= Ophion (god) =

Serpent Titan in Greek mythology

In some versions of Greek mythology, Ophion (/oʊˈfaɪən/; Ὀφίων "serpent"; gen.: Ὀφίωνος), also called Ophioneus (Ὀφιονεύς) ruled the world with Eurynome before the two of them were cast down by Cronus and Rhea.

== Mythology ==
Pherecydes of Syros's Heptamychia is the first attested mention of Ophion. In it, at the time of creation, the primordial figure Zas ("Life") does battle with Ophion and defeats him, casting him down into Oceanus, the primordial sea. This parallels the Chaoskampf motif found in other mythical traditions, such as the battle between Marduk and Tiamat in the Enūma Eliš, or between Baal and Yam/Lotan in the Baal Cycle.

The story was apparently popular in Orphic poetry, of which only fragments survive.

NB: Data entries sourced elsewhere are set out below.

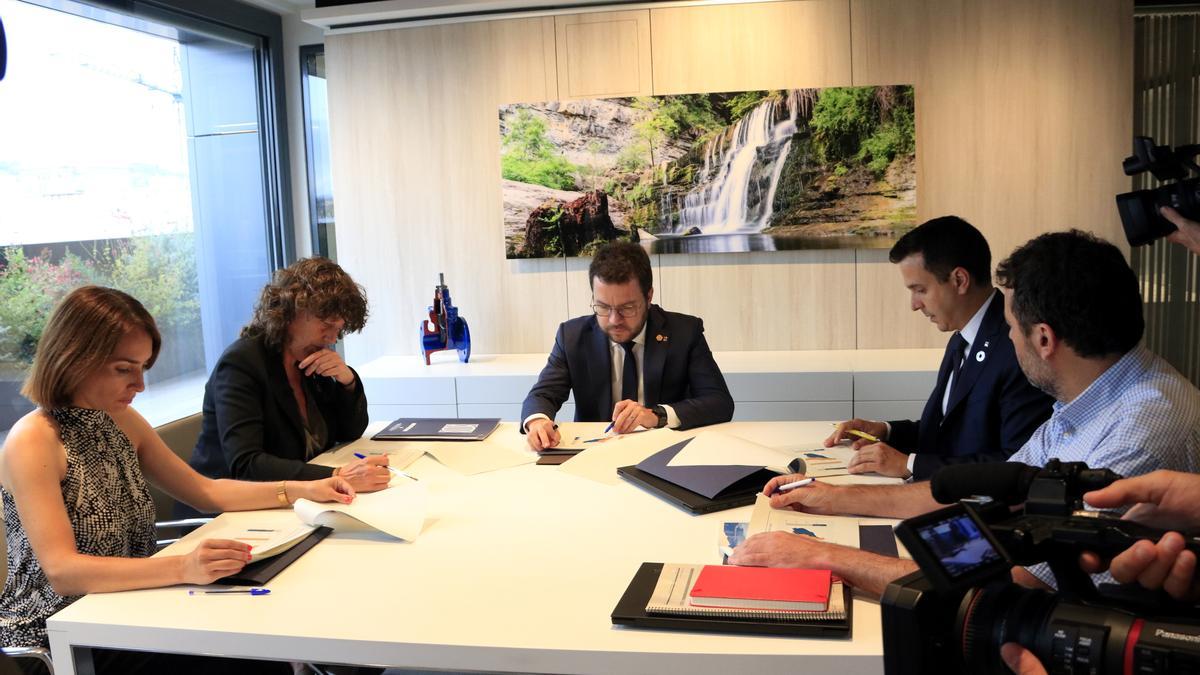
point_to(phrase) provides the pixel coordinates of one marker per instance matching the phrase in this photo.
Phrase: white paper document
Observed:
(833, 529)
(397, 511)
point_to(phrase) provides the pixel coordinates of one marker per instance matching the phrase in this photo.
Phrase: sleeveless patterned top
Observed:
(109, 508)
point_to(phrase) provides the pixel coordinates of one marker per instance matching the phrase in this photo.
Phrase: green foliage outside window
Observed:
(159, 270)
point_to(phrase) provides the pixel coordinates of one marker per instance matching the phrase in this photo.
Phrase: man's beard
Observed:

Apollonius of Rhodes in his Argonautica (1.495f) summarizes a song of Orpheus:

He sang how the earth, the heaven and the sea, once mingled together in one form, after deadly strife were separated each from the other; and how the stars and the moon and the paths of the sun ever keep their fixed place in the sky; and how the mountains rose, and how the resounding rivers with their nymphs came into being and all creeping things. And he sang how first of all Ophion and Eurynome, daughter of Oceanus, held the sway of snowy Olympus, and how through strength of arm one yielded his prerogative to Cronos and the other to Rhea, and how they fell into the waves of Oceanus; but the other two meanwhile ruled over the blessed Titan-gods, while Zeus, still a child and with the thoughts of a child, dwelt in the Dictaean cave; and the earthborn Cyclopes had not yet armed him with the bolt, with thunder and lightning; for these things give renown to Zeus.

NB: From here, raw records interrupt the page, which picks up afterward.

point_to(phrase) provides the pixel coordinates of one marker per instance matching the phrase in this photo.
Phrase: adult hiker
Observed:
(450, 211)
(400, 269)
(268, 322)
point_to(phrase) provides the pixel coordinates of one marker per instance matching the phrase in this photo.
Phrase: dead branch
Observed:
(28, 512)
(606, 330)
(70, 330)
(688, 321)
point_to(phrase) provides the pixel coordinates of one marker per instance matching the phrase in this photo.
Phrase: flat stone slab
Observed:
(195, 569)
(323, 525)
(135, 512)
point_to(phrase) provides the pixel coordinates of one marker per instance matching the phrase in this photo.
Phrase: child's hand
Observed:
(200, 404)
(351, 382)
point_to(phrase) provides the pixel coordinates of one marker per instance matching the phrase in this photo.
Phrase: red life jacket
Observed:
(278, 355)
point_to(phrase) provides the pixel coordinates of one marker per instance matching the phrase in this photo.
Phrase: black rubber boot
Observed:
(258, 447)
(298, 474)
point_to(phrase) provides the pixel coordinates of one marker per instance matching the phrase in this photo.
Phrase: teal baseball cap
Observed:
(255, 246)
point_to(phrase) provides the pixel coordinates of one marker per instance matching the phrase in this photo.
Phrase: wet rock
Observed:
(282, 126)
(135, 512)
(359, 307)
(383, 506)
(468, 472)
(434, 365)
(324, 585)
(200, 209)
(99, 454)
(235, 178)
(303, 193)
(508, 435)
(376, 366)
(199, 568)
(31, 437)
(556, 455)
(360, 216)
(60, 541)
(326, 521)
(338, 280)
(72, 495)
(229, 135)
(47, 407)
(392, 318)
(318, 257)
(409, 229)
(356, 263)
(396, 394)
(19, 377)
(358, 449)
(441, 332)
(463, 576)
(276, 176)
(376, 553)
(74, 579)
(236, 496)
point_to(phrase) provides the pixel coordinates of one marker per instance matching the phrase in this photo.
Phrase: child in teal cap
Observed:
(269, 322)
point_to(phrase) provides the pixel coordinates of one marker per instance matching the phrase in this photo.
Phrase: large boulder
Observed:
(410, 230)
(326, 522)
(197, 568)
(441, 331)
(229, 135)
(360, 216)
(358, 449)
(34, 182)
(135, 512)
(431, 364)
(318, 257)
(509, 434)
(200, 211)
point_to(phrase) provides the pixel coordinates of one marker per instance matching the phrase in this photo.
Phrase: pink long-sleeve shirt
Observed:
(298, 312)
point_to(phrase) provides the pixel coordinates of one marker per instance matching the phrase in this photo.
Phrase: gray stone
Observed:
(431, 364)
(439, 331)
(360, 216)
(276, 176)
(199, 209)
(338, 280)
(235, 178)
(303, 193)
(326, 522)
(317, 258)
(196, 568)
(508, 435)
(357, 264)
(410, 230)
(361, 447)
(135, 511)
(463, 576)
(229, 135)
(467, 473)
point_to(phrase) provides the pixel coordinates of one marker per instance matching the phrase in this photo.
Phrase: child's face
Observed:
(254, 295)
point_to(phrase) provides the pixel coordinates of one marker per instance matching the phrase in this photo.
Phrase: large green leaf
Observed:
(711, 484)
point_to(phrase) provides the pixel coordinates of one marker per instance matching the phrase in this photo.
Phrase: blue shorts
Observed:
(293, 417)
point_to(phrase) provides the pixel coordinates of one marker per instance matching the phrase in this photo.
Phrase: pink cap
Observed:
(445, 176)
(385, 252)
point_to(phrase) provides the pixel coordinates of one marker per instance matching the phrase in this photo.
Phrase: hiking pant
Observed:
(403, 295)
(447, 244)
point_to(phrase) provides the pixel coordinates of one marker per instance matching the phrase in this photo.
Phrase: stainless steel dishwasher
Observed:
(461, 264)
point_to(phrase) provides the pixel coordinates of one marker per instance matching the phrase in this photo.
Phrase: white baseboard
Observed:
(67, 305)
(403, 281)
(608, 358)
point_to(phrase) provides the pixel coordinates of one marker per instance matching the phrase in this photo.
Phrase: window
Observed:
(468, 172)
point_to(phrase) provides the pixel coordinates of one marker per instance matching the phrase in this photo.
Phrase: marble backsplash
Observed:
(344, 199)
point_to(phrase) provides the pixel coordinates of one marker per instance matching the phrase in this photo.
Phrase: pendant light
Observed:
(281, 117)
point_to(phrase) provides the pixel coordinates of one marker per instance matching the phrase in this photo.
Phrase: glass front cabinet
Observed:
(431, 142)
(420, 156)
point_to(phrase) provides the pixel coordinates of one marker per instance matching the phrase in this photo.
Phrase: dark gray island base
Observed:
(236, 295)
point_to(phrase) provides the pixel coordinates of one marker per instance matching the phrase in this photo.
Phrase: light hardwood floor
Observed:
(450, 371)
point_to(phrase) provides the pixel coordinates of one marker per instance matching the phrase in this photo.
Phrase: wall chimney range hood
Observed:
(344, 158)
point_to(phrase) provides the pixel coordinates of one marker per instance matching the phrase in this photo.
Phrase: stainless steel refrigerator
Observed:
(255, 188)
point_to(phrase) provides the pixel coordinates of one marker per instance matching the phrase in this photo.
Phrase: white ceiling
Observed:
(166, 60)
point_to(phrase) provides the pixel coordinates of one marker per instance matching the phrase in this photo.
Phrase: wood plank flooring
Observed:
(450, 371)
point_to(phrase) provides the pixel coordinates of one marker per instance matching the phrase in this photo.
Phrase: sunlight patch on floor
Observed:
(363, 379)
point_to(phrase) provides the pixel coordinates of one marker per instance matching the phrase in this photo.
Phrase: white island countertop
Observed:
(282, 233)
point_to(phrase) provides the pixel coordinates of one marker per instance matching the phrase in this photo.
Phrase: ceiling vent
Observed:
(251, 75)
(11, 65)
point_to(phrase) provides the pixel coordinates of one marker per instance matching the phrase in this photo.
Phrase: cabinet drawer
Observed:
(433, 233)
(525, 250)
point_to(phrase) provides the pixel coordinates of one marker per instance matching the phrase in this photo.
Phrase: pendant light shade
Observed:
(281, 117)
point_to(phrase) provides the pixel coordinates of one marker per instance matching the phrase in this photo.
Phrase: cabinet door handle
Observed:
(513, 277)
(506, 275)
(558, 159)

Lycophron (1191) relates that Zeus' mother, Rhea, is skilled in wrestling, having cast the former queen Eurynome into Tartarus. A scholium on Lycophron describes Ophion as a Titan.

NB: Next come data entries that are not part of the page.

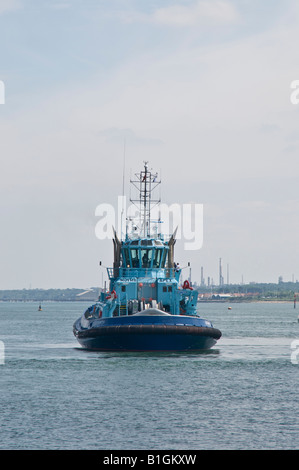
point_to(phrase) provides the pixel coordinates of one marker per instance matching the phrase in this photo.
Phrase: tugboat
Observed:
(146, 308)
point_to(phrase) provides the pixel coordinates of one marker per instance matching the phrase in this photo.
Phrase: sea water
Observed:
(242, 394)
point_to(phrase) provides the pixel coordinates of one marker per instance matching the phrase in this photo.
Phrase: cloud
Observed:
(117, 136)
(9, 5)
(199, 12)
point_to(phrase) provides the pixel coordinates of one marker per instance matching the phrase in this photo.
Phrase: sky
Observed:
(199, 88)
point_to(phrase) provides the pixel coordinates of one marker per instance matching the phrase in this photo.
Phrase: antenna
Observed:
(145, 182)
(123, 195)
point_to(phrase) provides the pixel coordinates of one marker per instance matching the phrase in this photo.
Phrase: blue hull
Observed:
(147, 333)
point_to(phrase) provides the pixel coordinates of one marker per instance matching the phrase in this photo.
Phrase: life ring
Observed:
(112, 295)
(186, 285)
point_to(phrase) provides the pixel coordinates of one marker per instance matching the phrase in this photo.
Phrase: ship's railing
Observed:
(154, 273)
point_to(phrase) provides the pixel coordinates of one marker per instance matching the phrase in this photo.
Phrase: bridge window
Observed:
(164, 258)
(135, 257)
(126, 257)
(157, 258)
(146, 258)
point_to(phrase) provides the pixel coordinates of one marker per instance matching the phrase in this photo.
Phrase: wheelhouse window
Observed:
(157, 258)
(126, 257)
(164, 258)
(146, 258)
(135, 257)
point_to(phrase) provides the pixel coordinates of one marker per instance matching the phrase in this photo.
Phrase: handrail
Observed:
(141, 272)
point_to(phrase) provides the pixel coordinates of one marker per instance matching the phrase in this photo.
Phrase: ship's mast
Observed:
(145, 182)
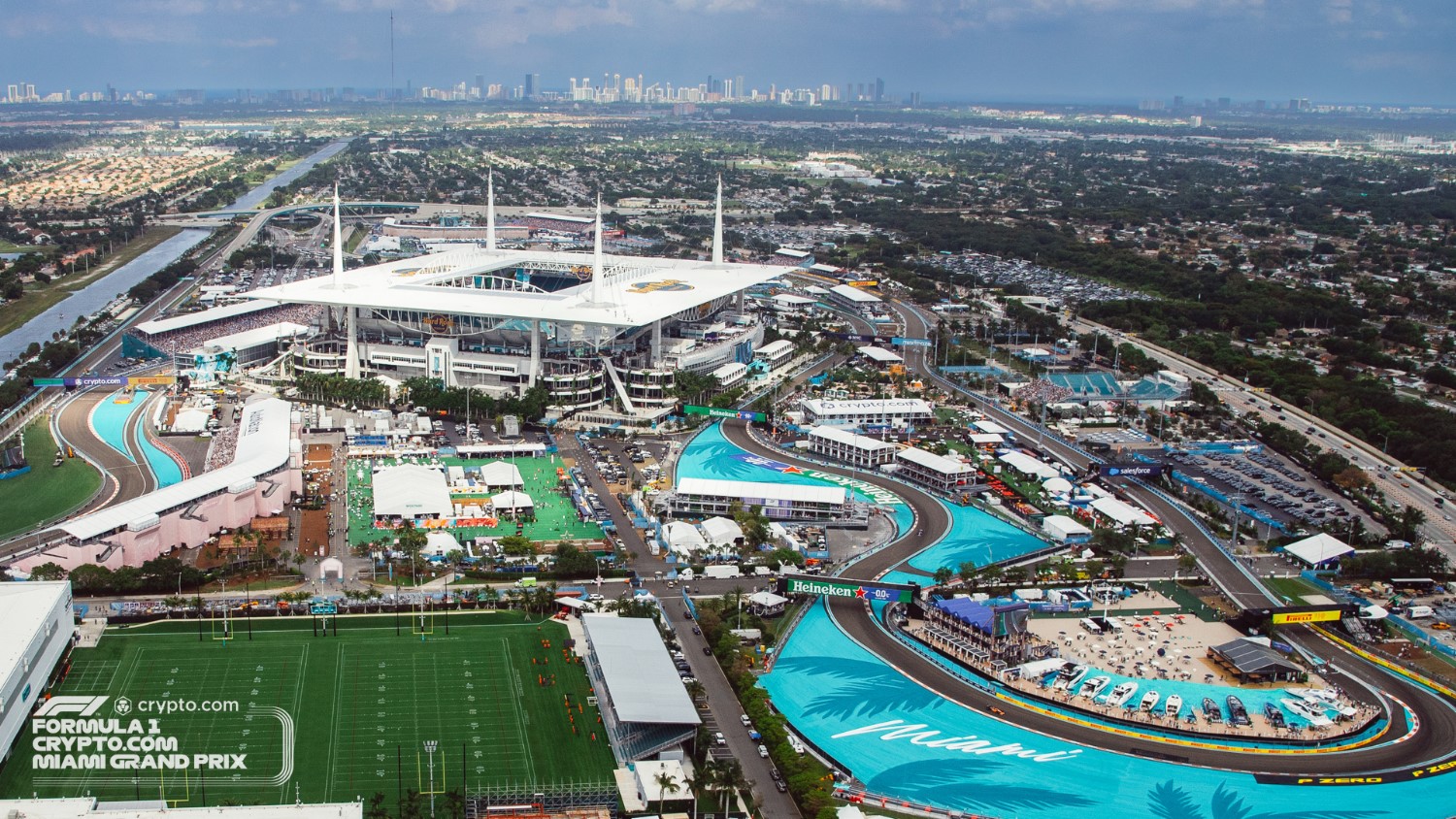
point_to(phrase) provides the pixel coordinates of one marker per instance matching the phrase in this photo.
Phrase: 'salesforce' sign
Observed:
(827, 588)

Nonnus in his Dionysiaca has Hera say (8.158f):

I will go to the uttermost bounds of Oceanus and share the hearth of primeval Tethys; thence I will pass to the house of Harmonia and abide with Ophion.

Harmonia here is probably an error in the text for Eurynome. Ophion is mentioned again by Nonnus (12.43):

Beside the oracular wall she saw the first tablet, old as the infinite past, containing all the things in one: upon it was all that Ophion lord paramount had done, all that ancient Cronus accomplished.

We also have fragments of the writings of the early philosopher Pherecydes of Syros (6th century B.C.E.), who devised a myth or legend in which powers known as Zas and Chronos ("Time") and Chthonie ("Of the Earth") existed from the beginning and in which Chronos creates the universe. Some fragments of this work mention a birth of Ophioneus and a battle of the gods between Cronus (not Chronos) on one side and Ophioneus and his children on the other in which an agreement is made that whoever pushes the other side into Ogenos will lose, and the winner will hold heaven.

Eusebius of Caesarea in his Praeparatio Evangelica (1.10) cites Philo of Byblos as declaring that Pherecydes took Ophion and the Ophionidae from the Phoenicians.